As legislators continue to battle over a state budget, Hartford warned that unless additional aid arrived from the state, the city could file for Chapter 9 bankruptcy as soon as this fall.
The I-Team has been looking into this after taking a trip to Detroit, a city that underwent a similar process and is now thriving.
It also headed to Central Falls, RI. The New England city also hit rock bottom and is now on the rebound.
When the I-Team arrived to Central Falls, a new development was underway.
The I-Team was there when city leaders broke ground on a new train station that would provide a direct link between the city of 20,000 people and its larger neighbors of Providence and Boston.
However, the five years between Central Falls' bankruptcy filing and the development celebration was a tough time.
"Central Falls saw tax increases [and] services cut, but it was an opportunity for the community to turn around, get new leadership, get young people involved and I can tell you now that we're doing much better," said Mayor James Diossa.
Diossa took over as mayor after the state forced the city into bankruptcy in 2011.
He told the I-Team that it was a dark time in the city with multiple double digit tax increases. However, he said things have finally begun to improve.
Business owner Zack Kucukkaya agreed.
Kucukkaya said he just moved back home to Central Falls to open his store. He credited the city's new administration with turning things around.
"He's allowing businesses to come in, this way the tax burden is not just on the few that are here," he said. "It's absolutely made a big difference. And it's a better city and it's thriving."
Kucukkaya admitted that it wasn't always this rosy.
His mother has a small business nearby and struggled during the down years.
He said those tough times forced the city to take a hard look in the mirror.
"If it goes bankrupt, it's not because the store's not making money, it's because I don't know how to manage it," Kucukkaya said. "If the politicians of the city don't know how to manage it, of course it's going to go bankrupt."
State Sen. Elizabeth Crowley has a different view of the Central Falls turnaround. She represents the city and nearby Pawtucket. She's also a former Central Falls employee.
Now retired, Crowley said she and others saw their pensions cut by 50 percent.
"How would you like to wake up one morning and they say 'hey, there's no more money and we're not going to pay you,'" she said.
She said she counted herself lucky. She was young enough to adapt.

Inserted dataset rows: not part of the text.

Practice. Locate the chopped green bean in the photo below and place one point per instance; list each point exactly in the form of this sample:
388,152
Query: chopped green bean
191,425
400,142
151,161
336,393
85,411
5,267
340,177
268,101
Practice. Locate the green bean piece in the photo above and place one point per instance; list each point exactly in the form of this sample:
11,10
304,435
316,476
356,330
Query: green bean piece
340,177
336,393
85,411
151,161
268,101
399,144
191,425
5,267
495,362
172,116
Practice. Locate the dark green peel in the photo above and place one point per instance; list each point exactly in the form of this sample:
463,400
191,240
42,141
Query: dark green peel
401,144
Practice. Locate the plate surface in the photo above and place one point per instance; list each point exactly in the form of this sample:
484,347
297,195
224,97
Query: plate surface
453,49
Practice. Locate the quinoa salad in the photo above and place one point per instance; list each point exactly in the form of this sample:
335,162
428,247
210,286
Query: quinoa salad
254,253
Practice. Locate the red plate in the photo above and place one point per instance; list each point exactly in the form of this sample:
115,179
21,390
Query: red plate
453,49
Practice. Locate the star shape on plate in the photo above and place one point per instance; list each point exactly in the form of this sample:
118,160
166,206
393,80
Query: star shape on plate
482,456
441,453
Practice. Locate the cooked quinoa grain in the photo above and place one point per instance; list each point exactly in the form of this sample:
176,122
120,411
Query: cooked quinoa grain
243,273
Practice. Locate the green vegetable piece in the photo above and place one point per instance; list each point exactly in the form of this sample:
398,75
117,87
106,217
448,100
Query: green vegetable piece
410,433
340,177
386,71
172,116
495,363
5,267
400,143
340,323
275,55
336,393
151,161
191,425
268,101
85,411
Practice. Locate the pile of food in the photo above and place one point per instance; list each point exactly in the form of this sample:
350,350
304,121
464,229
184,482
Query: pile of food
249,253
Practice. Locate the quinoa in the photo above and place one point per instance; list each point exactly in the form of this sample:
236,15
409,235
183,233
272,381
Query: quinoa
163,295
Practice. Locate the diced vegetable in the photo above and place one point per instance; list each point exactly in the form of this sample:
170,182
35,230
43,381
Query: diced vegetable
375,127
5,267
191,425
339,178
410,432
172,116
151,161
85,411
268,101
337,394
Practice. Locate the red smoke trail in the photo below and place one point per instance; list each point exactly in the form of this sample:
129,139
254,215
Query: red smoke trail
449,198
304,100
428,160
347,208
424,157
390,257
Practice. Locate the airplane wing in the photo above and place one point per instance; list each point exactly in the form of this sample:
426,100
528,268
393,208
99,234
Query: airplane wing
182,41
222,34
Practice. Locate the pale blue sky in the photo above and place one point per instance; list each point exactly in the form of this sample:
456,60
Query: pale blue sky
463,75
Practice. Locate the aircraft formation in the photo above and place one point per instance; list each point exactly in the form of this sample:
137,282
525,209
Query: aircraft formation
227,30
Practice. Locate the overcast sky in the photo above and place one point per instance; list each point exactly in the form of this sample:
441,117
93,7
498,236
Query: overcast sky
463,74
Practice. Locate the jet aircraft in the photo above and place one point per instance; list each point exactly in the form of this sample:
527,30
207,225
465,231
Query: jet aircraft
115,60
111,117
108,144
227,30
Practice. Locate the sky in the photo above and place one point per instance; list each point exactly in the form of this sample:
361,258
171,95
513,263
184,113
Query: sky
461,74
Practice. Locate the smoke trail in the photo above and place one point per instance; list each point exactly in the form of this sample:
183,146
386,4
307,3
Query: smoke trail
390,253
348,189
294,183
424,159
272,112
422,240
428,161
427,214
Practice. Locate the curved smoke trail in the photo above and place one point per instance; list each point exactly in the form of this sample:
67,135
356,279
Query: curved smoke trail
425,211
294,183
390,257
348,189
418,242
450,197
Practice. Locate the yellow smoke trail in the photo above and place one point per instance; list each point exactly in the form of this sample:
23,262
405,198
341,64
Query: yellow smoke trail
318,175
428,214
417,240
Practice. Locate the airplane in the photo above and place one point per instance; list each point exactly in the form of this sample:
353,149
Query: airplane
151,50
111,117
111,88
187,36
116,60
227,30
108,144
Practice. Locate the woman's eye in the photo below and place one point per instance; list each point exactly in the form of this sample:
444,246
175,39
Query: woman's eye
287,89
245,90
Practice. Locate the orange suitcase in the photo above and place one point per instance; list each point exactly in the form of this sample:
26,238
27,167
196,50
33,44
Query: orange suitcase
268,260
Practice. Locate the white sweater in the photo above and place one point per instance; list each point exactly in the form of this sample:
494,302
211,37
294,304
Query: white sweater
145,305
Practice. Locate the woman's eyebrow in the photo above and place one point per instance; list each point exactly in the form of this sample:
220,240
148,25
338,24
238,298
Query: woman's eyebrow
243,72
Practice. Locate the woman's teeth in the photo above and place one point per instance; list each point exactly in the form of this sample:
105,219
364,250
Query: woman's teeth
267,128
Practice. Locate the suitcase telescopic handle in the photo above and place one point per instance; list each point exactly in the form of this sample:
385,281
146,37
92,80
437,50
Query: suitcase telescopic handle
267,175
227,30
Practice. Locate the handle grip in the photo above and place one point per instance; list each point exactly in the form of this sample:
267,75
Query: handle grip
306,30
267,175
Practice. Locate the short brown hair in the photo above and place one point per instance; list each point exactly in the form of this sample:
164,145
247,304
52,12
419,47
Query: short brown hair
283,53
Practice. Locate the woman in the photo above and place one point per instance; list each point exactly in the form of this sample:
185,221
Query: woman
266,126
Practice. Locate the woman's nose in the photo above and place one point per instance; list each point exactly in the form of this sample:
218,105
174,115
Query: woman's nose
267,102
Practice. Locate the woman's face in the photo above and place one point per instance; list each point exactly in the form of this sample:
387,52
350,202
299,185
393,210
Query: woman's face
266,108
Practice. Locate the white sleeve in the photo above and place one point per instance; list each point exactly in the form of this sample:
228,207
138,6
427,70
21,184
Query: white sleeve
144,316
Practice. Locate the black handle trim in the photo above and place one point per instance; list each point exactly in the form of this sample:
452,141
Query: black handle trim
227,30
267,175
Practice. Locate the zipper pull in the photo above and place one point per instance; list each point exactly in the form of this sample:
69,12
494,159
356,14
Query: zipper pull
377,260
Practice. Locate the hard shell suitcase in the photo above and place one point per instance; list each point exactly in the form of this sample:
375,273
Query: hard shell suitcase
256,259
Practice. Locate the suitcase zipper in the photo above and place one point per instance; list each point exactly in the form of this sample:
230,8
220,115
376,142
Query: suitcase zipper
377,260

She said she knows former police officers and firefighters who found out at 80 years old that not only were their pensions chopped in half, but that they also lost their medical benefits and had to pay a $10,000 penalty to join medicare late.
"They say you have to go way down before you can go way up?" Crowley said. "Well Central Falls was down about as far as you can go. Charters, laws, nothing prevails. It's the bankruptcy court that prevails."
As the debate over how to move forward in Hartford continues, so will the I-Team's Capital City in Crisis series.